Collections like this will always affirm for me that no matter who tries to modernize them to make them somehow "more relevant," the truly great stories and characters, especially of this caliber, are beyond reproach and beyond improvement.
Picking up in the wake of events from the more mediocre Diamonds Are Forever, Fleming's next one in the series turns out to be one of the most heralded. It's certainly the one that really got James Bond's name out there to American audiences (thanks, JFK). But is the hype around this one worthy?
Simply put, yes. From Russia With Love brings us ever closer to the style fans associate with both Fleming and Bond. Even though we're still a few years away from the big screen version, Bond is finally developing the personality that Sean Connery would later refine and make his own.
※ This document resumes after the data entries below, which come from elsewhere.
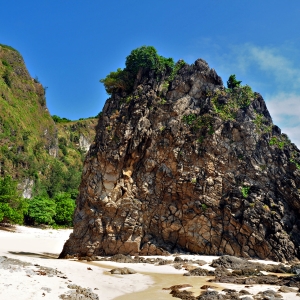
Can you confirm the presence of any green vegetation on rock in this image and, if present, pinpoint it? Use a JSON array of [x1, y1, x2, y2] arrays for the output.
[[100, 46, 185, 95], [0, 45, 97, 225]]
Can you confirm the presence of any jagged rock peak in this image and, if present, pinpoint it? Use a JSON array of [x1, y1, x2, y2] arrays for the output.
[[60, 59, 300, 261]]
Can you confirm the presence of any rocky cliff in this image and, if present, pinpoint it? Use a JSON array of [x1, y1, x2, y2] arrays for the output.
[[60, 59, 300, 260], [0, 44, 97, 198]]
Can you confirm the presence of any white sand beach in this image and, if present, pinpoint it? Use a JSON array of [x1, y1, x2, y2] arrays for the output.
[[0, 226, 300, 300]]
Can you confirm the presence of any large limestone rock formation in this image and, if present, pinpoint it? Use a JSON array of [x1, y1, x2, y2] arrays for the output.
[[60, 59, 300, 260]]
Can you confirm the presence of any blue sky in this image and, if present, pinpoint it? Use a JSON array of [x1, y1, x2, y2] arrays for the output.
[[0, 0, 300, 146]]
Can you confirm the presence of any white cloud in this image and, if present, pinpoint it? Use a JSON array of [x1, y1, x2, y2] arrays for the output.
[[188, 39, 300, 148], [266, 93, 300, 148], [244, 44, 300, 89]]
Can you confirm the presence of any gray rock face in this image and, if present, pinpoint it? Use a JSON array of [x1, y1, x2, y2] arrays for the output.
[[60, 60, 300, 261]]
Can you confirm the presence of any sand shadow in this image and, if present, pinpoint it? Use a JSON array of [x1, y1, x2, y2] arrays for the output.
[[8, 251, 58, 259]]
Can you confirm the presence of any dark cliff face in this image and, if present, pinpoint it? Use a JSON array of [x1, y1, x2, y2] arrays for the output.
[[60, 60, 300, 260]]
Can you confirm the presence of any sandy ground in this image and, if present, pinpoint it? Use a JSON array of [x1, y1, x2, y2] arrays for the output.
[[0, 226, 300, 300]]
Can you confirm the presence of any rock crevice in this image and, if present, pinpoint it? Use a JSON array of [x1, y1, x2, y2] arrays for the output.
[[60, 59, 300, 261]]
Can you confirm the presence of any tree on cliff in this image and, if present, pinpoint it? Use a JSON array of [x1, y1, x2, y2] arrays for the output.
[[0, 175, 28, 224], [227, 74, 242, 90], [100, 46, 175, 94]]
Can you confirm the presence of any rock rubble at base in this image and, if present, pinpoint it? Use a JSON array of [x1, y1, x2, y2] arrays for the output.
[[60, 59, 300, 261]]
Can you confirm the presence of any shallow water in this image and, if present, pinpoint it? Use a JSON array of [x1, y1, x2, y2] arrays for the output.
[[82, 261, 219, 300], [114, 272, 221, 300]]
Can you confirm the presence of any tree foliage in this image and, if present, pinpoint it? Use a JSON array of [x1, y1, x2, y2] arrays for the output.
[[100, 46, 175, 94], [227, 74, 242, 90], [54, 193, 75, 226], [0, 176, 28, 224], [28, 196, 56, 224]]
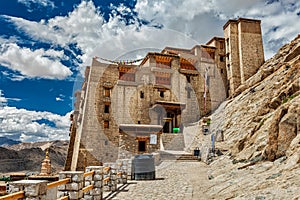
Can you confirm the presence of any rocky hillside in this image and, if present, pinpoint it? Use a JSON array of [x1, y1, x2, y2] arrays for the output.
[[186, 35, 300, 199], [0, 141, 68, 173], [211, 35, 300, 164]]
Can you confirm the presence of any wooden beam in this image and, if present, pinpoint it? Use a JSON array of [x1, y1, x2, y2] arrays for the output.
[[103, 167, 111, 172], [83, 171, 95, 177], [47, 178, 70, 189], [82, 185, 94, 193], [103, 177, 110, 182], [57, 196, 69, 200], [0, 191, 25, 200]]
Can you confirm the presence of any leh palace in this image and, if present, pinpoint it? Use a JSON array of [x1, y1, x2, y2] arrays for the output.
[[65, 18, 264, 170]]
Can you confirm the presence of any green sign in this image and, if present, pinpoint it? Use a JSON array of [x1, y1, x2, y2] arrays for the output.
[[173, 128, 180, 133]]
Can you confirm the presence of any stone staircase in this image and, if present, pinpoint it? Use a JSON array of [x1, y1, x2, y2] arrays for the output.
[[162, 133, 185, 151], [159, 151, 199, 162]]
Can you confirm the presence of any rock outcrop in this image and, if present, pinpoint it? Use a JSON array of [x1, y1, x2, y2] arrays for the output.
[[190, 35, 300, 199], [211, 35, 300, 161]]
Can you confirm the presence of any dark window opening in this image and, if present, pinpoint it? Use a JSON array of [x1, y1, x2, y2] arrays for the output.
[[104, 105, 109, 113], [220, 42, 224, 49], [159, 91, 165, 97], [186, 76, 191, 83], [220, 56, 224, 62], [138, 141, 146, 152], [103, 120, 109, 128], [104, 88, 110, 97]]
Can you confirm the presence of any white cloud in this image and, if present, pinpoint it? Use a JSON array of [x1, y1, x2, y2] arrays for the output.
[[7, 0, 300, 71], [18, 0, 55, 10], [0, 90, 7, 105], [55, 94, 66, 101], [0, 106, 70, 142], [0, 43, 72, 79]]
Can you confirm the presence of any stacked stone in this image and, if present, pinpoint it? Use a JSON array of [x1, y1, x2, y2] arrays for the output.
[[103, 163, 118, 192], [57, 171, 84, 199], [10, 180, 47, 200], [84, 166, 104, 200], [116, 159, 128, 184]]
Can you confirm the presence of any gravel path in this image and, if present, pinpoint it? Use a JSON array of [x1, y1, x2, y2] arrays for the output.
[[104, 161, 209, 200]]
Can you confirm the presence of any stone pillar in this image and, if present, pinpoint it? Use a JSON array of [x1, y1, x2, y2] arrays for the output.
[[125, 159, 133, 180], [10, 180, 47, 200], [103, 163, 118, 192], [84, 166, 104, 200], [116, 159, 127, 184], [57, 171, 84, 199]]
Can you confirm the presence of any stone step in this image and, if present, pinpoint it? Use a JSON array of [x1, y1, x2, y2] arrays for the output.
[[160, 151, 198, 161], [162, 133, 185, 151]]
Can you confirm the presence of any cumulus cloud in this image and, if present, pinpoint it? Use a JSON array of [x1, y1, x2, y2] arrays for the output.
[[0, 43, 72, 79], [0, 106, 70, 142], [6, 0, 300, 73], [18, 0, 55, 11]]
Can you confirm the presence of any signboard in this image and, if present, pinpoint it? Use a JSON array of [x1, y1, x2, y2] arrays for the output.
[[150, 134, 157, 144]]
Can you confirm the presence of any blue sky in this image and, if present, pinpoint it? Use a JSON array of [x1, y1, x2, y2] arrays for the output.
[[0, 0, 300, 141]]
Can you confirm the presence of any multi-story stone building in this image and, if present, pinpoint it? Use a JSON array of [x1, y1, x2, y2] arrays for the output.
[[66, 18, 264, 170]]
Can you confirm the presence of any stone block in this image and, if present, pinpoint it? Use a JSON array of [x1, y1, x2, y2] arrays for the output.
[[57, 191, 68, 198], [84, 176, 93, 181], [10, 180, 47, 197], [66, 183, 83, 191], [94, 174, 103, 181], [69, 190, 83, 199], [72, 173, 84, 183], [84, 180, 92, 186], [84, 193, 94, 200], [94, 181, 102, 188], [57, 184, 66, 191], [91, 188, 103, 196]]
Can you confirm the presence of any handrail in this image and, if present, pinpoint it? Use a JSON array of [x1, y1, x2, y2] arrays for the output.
[[83, 171, 95, 177], [103, 177, 110, 182], [57, 196, 69, 200], [82, 185, 94, 193], [0, 191, 25, 200], [103, 167, 111, 171], [47, 178, 71, 189]]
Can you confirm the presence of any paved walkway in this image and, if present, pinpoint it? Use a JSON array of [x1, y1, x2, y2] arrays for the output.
[[104, 161, 209, 200]]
Interestingly, Bond is overshadowed whenever Karim Bey is in the story. Bey is the largest personality in the book, and Fleming had a lot of fun writing him. What's more, this is the first time we really get to spend some time with the villains without Bond being there. Bond doesn't really get any character time until chapter 11, leaving room for Fleming to show us how things are done behind closed doors at SMERSH, creating characters that would be translated more or less accurately for the film later on. The only major difference is that the film has these characters defecting from SMERSH to operate with SPECTRE, an organization that doesn't feature in the books until Thunderball.
Roger Moore once quipped that Bond was the worst secret agent because everyone knew everything about him. This may be the book that inadvertently set that stereotype into motion. This time SMERSH is out for vengeance, seeking to murder both 007 and his reputation. The setup is a bit hard to swallow, and Fleming knew it too, which is why Bond questions it right from the start. But the story is told with such enthusiasm, you really don't care once things are set into motion. That enthusiasm changes everything. After Diamonds, it's like Fleming found a renewed interest in Bond. Or it could just be that better villains make for better stories.
Toby Stephens' narration is superb, except for the offending "oh-oh-seven" pronunciation. This still bothers me, and probably always will when both Fleming and the popular culture say "double-oh seven." Even so, I'm learning to accept this is just how it's going to be. A British woman explained it to me like this: I'm an American, so I get no say, regardless of how Fleming did it, and as a Brit, whatever she says is automatically correct. Seriously, how do you argue against that?